I’ll never forget facilitating a class with a group of leaders on the topic of difficult feedback. About half way through the class I noticed the group starting to squirm a little, looking uncomfortable and a bit unsure what to do with themselves. I looked around the room to see what might be happening to create this discomfort but nothing seemed apparent. Although I continued to facilitate it started to feel almost pointless. I was losing the groups interest and I was completely unsure as to what I was doing wrong. I was sensing frustration from them and I was definitely frustrated. Finally, one woman had the courage to stand up, lead me out into the middle of the hallway and point out that the third button down on my white, tailored shirt was undone and my shirt was gaping wide open. I was mortified! I quickly put myself back together and reunited with my class whom were all completely relieved that finally the cat was out if the bag. I was no longer working against my own interest trying desperately to connect with a group that was trying desperately to overlook me as much as possible.

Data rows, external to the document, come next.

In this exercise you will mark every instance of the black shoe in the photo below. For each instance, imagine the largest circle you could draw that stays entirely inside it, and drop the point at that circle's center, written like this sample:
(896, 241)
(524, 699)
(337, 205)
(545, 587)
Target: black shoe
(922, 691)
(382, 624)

Think about how much energy we waste by skirting around the real issue. Often, when we choose to withhold feedback we think we are being nice or diplomatic, but in reality were just being flat out scaredy pants. The true irony of this story is withholding feedback from people who would otherwise benefit from it is not a nice thing to do. Far from it! Feedback is what allows us to see what is otherwise invisible to us. It is a powerful flashlight that allows us to work in the light rather than the dark. Giving feedback is a respectful and caring way to say I believe in you and I want you to succeed. Without it we give others a false sense of security in their less than desirable performance.
Being courageous enough to provide useful feedback means saying what needs to be said, rather than what is easier to say, and saying what needs to be said, rather than what is easier for the other person to hear. In our personal lives and at work, we need to give and receive feedback before, during and after tough times. Tough times are situations or people that cause us some level of discomfort or pain. We give feedback before tough times so that we can prevent the tough time from happening or mitigate the extent to which we experience it. During tough times, giving and receiving feedback helps us to be more clear and move through our challenges more quickly. After tough times, we need feedback to help us learn from the experience. When we give and receive feedback either before, during or after tough times, we are adding meaning to the situation around us, helping ourselves and others to transform our pain into a growth experience.
What are some of the situations where you are withholding necessary feedback because you don’t want to say what needs to be said or where you are concerned the other person may not want to hear it? What are the consequences if you do not provide the feedback? Chances are we are better off speaking up in the long-term even if there is a short-term pain involved in the process.